The development of magnesium-based materials for orthopaedic applications

Abstract

The currently used biomaterials for surgical implantation include stainless

steel, titanium and its alloys. However, due to the non-degradability and the

mismatch of the mechanical properties between these metallic implants and

human bone, there maybe a long-term adverse effect of inflammation or stress

shielding effect. This may lead to bone loss which brings with a higher risk of

implant failure. To avoid this problem, implants made of biodegradable

materials are the alternatives. Due to the poor mechanical properties of

biodegradable polymer especially for load-bearing area, biodegradable metal is

used instead. Magnesium is the potential candidate since it is degradable with

mechanical properties similar to human bone whilst magnesium ion is an

essential element to human bodies.

With the advantages of using magnesium for implantations, it can be

potentially used for fracture fixation implant and bone substitutes. However, its

rapid degradation and release of hydrogen gas may inhibit its use. Hence,

modification is required. In this project, plasma immersion ion implantation

and deposition (PIII&D) using aluminium oxide as the plasma source was

conducted on the magnesium alloys. The corrosion resistance properties of the

plasma-treated magnesium alloy were found to display significant

improvement in immersion test especially at early time points. The

plasma-treated sample was compatible with osteoblasts. Cells attached and

grew on the treated sample but not the untreated sample. The animal study

showed consistent results with the cell study, and there was a significant

increase in bone formation around the treated sample when compared to the

untreated sample.

The other potential application of magnesium is its usage as a bone

substitute. Due to the limitations of autografts and allografts, synthetic bone

substitutes are developed. The ideal bone substitutes should have similar

properties to those found with autografts. However, no such bone substitutes

presently exist; hence, a novel hybrid material is fabricated in this project

through the addition of magnesium granules into a biodegradable polymer

polycaprolactone (PCL). The immersion test showed that an apatite layer

composed of magnesium, calcium, phosphate and hydroxide was formed on the

hybrids but not on pure PCL, which suggested that the hybrids were

osteoinductive and osteoconductive. The compression test showed that the

mechanical properties were enhanced with the incorporation of magnesium

granules into pure PCL and were still maintained after 2 months of immersion.

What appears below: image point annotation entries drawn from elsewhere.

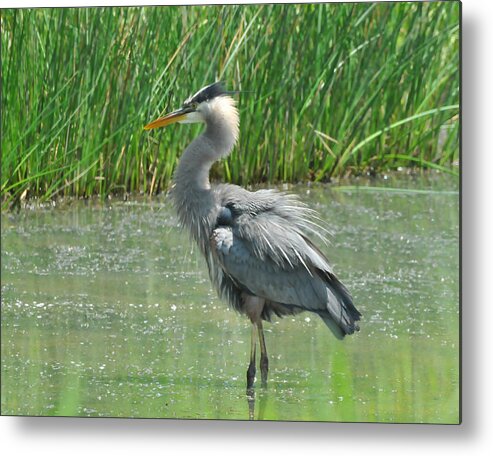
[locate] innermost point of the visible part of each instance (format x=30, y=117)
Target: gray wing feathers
x=266, y=253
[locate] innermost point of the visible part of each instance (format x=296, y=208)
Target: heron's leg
x=251, y=368
x=264, y=359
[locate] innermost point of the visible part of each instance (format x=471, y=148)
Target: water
x=107, y=310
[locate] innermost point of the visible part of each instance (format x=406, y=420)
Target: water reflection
x=107, y=310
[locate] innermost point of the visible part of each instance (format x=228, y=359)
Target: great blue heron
x=255, y=243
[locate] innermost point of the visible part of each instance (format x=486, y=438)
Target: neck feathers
x=191, y=192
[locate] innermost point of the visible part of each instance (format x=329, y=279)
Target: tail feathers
x=343, y=321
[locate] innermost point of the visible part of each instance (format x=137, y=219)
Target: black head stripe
x=207, y=93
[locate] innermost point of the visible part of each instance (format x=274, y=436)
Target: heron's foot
x=264, y=369
x=251, y=375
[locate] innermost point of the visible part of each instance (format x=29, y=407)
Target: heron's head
x=211, y=104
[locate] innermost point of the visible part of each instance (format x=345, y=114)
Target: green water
x=107, y=310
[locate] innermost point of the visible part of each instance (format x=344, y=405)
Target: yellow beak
x=168, y=119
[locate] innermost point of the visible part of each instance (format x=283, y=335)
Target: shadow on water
x=108, y=311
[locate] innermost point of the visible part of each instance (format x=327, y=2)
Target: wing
x=263, y=250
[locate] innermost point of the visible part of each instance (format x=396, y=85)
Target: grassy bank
x=333, y=89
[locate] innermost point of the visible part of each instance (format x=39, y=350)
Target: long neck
x=192, y=194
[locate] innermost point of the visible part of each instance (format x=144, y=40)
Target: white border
x=53, y=436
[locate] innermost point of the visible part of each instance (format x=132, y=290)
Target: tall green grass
x=330, y=90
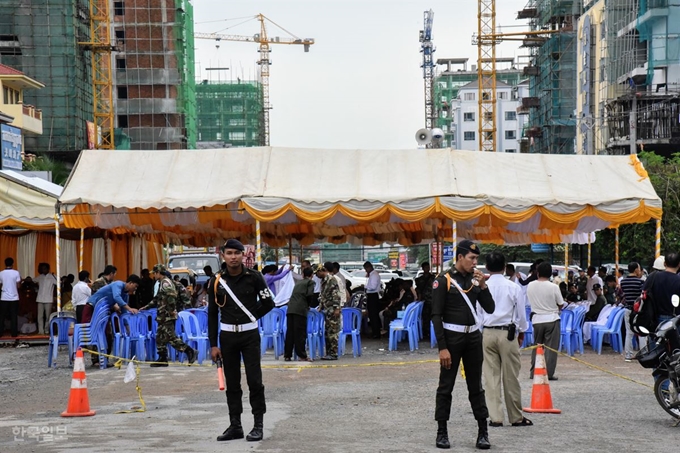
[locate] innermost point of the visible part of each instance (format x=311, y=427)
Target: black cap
x=233, y=244
x=468, y=246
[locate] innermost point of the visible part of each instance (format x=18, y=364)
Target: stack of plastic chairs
x=351, y=326
x=272, y=332
x=566, y=320
x=612, y=328
x=577, y=328
x=93, y=333
x=406, y=325
x=59, y=327
x=193, y=336
x=313, y=334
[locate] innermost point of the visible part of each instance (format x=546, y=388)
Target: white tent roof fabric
x=27, y=202
x=358, y=194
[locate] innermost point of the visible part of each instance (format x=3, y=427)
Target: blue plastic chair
x=193, y=336
x=405, y=325
x=351, y=326
x=59, y=327
x=566, y=320
x=93, y=332
x=577, y=329
x=612, y=328
x=313, y=334
x=272, y=329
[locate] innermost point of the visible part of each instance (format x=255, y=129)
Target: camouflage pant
x=165, y=335
x=332, y=331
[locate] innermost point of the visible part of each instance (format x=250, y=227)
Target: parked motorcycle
x=662, y=353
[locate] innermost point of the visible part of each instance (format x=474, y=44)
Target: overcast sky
x=360, y=85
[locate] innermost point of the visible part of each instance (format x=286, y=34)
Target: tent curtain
x=27, y=245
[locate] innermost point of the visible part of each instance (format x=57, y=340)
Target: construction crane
x=264, y=61
x=102, y=83
x=486, y=39
x=427, y=48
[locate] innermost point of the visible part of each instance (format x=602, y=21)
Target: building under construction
x=230, y=114
x=552, y=85
x=643, y=74
x=40, y=38
x=152, y=61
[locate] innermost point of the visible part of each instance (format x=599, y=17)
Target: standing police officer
x=454, y=298
x=237, y=298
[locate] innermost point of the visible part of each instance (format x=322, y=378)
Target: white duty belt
x=460, y=328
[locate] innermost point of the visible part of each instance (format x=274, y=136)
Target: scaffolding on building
x=154, y=73
x=229, y=113
x=40, y=39
x=551, y=127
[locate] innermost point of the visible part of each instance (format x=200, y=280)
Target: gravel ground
x=381, y=401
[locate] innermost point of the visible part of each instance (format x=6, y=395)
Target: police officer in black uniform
x=239, y=335
x=459, y=337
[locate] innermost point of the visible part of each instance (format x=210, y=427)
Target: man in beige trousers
x=502, y=336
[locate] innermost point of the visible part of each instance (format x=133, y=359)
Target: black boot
x=191, y=355
x=483, y=435
x=256, y=433
x=162, y=360
x=235, y=430
x=442, y=435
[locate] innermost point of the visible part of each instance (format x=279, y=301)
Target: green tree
x=60, y=172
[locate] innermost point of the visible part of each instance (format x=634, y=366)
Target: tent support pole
x=657, y=242
x=259, y=245
x=57, y=249
x=82, y=247
x=616, y=252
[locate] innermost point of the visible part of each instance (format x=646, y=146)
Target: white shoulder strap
x=467, y=300
x=238, y=302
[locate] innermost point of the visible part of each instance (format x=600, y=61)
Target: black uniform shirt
x=249, y=287
x=450, y=307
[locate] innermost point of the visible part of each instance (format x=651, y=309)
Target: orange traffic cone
x=78, y=401
x=541, y=401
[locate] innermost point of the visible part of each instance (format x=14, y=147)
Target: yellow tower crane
x=102, y=83
x=486, y=39
x=264, y=61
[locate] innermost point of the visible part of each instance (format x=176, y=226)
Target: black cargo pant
x=233, y=346
x=466, y=346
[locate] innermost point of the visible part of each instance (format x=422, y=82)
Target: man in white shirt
x=10, y=280
x=373, y=298
x=81, y=292
x=501, y=352
x=546, y=301
x=593, y=278
x=46, y=283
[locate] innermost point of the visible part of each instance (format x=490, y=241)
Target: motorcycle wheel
x=663, y=397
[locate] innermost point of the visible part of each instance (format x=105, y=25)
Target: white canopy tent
x=200, y=197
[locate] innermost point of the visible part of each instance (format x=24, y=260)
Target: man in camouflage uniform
x=166, y=301
x=424, y=290
x=329, y=304
x=107, y=277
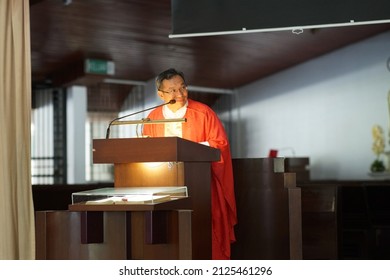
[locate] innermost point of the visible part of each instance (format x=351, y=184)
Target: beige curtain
x=17, y=233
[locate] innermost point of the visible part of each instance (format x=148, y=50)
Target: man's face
x=175, y=88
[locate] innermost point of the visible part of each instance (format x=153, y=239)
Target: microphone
x=172, y=101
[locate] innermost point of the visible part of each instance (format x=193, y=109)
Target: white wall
x=76, y=112
x=324, y=109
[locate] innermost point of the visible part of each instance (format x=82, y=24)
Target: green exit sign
x=99, y=66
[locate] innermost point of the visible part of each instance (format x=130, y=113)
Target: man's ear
x=161, y=95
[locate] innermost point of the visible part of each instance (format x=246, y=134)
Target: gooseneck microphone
x=172, y=101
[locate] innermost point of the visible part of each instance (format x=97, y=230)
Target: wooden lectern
x=182, y=163
x=168, y=230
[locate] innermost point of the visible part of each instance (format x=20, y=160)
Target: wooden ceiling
x=134, y=34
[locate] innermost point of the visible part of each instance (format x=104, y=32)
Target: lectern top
x=156, y=149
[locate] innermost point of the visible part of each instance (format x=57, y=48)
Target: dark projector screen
x=207, y=17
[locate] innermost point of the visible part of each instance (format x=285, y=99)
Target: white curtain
x=17, y=230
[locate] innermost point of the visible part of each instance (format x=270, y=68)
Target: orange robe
x=203, y=125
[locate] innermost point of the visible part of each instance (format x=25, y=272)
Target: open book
x=131, y=199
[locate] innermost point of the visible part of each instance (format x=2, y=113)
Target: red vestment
x=203, y=125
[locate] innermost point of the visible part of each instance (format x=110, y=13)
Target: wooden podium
x=173, y=161
x=177, y=229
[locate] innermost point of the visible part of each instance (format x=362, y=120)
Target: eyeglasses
x=182, y=89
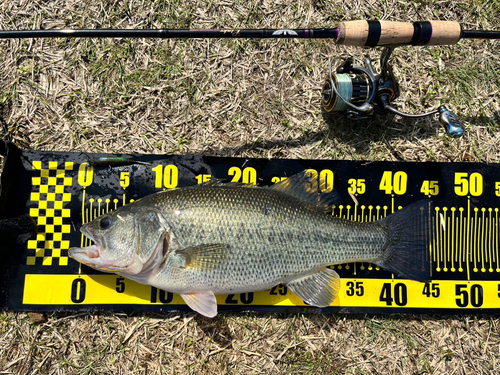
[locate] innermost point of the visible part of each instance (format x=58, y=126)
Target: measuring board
x=63, y=190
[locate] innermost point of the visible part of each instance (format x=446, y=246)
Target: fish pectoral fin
x=203, y=303
x=204, y=257
x=319, y=289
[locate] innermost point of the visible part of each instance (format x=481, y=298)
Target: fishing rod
x=353, y=89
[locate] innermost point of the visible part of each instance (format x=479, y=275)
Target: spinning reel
x=357, y=90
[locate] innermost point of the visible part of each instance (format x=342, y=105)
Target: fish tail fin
x=410, y=232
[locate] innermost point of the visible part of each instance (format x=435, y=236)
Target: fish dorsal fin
x=319, y=289
x=308, y=187
x=204, y=303
x=204, y=257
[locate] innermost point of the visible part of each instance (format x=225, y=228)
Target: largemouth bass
x=226, y=239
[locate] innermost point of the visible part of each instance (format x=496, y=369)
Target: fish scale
x=230, y=238
x=235, y=216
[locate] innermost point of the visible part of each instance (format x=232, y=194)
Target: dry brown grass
x=258, y=98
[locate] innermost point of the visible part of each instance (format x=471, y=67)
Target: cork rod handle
x=385, y=33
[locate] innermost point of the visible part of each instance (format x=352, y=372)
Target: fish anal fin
x=204, y=303
x=308, y=187
x=204, y=257
x=319, y=289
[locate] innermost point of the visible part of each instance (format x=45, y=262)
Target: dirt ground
x=242, y=98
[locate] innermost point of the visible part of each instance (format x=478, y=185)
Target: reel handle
x=387, y=33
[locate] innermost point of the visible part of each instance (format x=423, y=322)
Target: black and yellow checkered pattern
x=49, y=246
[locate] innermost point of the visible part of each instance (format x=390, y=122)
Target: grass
x=242, y=98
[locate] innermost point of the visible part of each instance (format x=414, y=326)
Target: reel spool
x=354, y=88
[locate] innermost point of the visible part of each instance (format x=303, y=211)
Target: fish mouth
x=86, y=255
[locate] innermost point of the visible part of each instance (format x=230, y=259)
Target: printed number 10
x=168, y=177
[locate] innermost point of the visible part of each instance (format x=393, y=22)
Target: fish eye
x=104, y=223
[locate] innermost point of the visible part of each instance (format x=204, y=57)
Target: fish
x=230, y=238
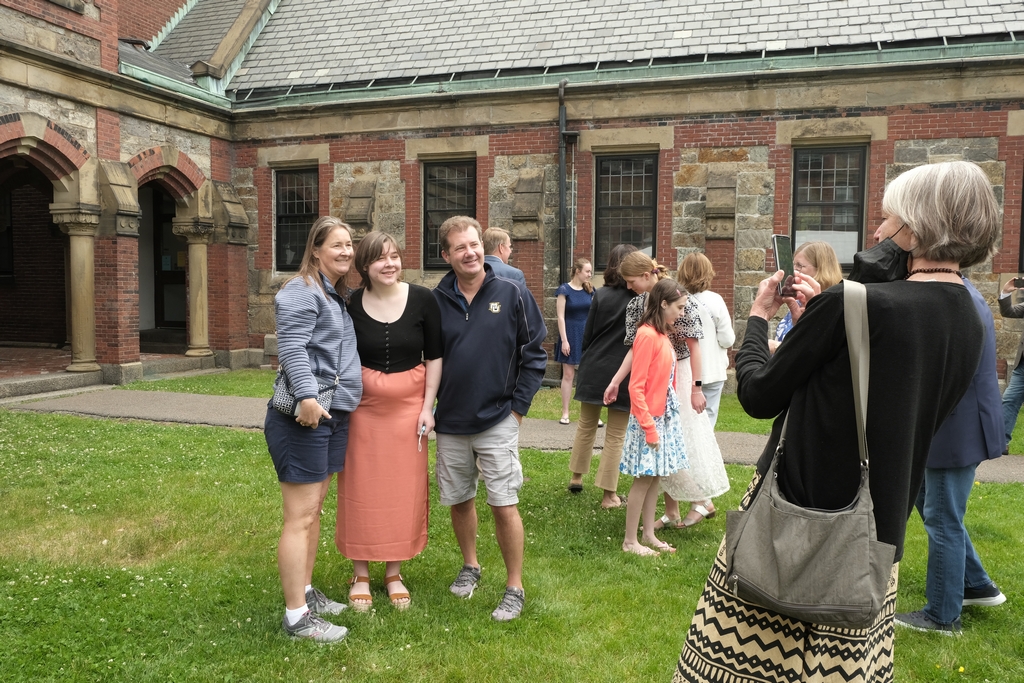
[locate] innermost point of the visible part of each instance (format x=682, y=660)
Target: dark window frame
x=606, y=236
x=817, y=188
x=459, y=199
x=296, y=208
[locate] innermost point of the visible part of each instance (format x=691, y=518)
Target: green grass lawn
x=547, y=404
x=140, y=552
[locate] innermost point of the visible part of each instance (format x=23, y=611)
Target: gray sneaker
x=511, y=604
x=321, y=604
x=467, y=580
x=315, y=627
x=987, y=596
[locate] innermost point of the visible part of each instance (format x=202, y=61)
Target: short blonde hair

Osteoblasts grew well on the PCL-Mg hybrids. The addition of smaller

amounts of magnesium granules (0.1g PCL-Mg) resulted in higher ALP

activity and up-regulation of different bone markers when compared to the

pure PCL. Finally, the animal studies showed that more new bone formation

was found around the 0.1g PCL-Mg hybrids especially at early time points,

which suggested that the healing time could be shortened.

In conclusion, fracture fixation implants and novel bone substitutes based

on magnesium were developed in this project. The aluminium oxide coating

was able to improve the corrosion resistance properties of magnesium alloy by

suppressing the release of magnesium ions. The PCL-Mg hybrids were found

to be biodegradable, biocompatible, osteoconductive, osteoinductive and

mechanically matched to human bone properties.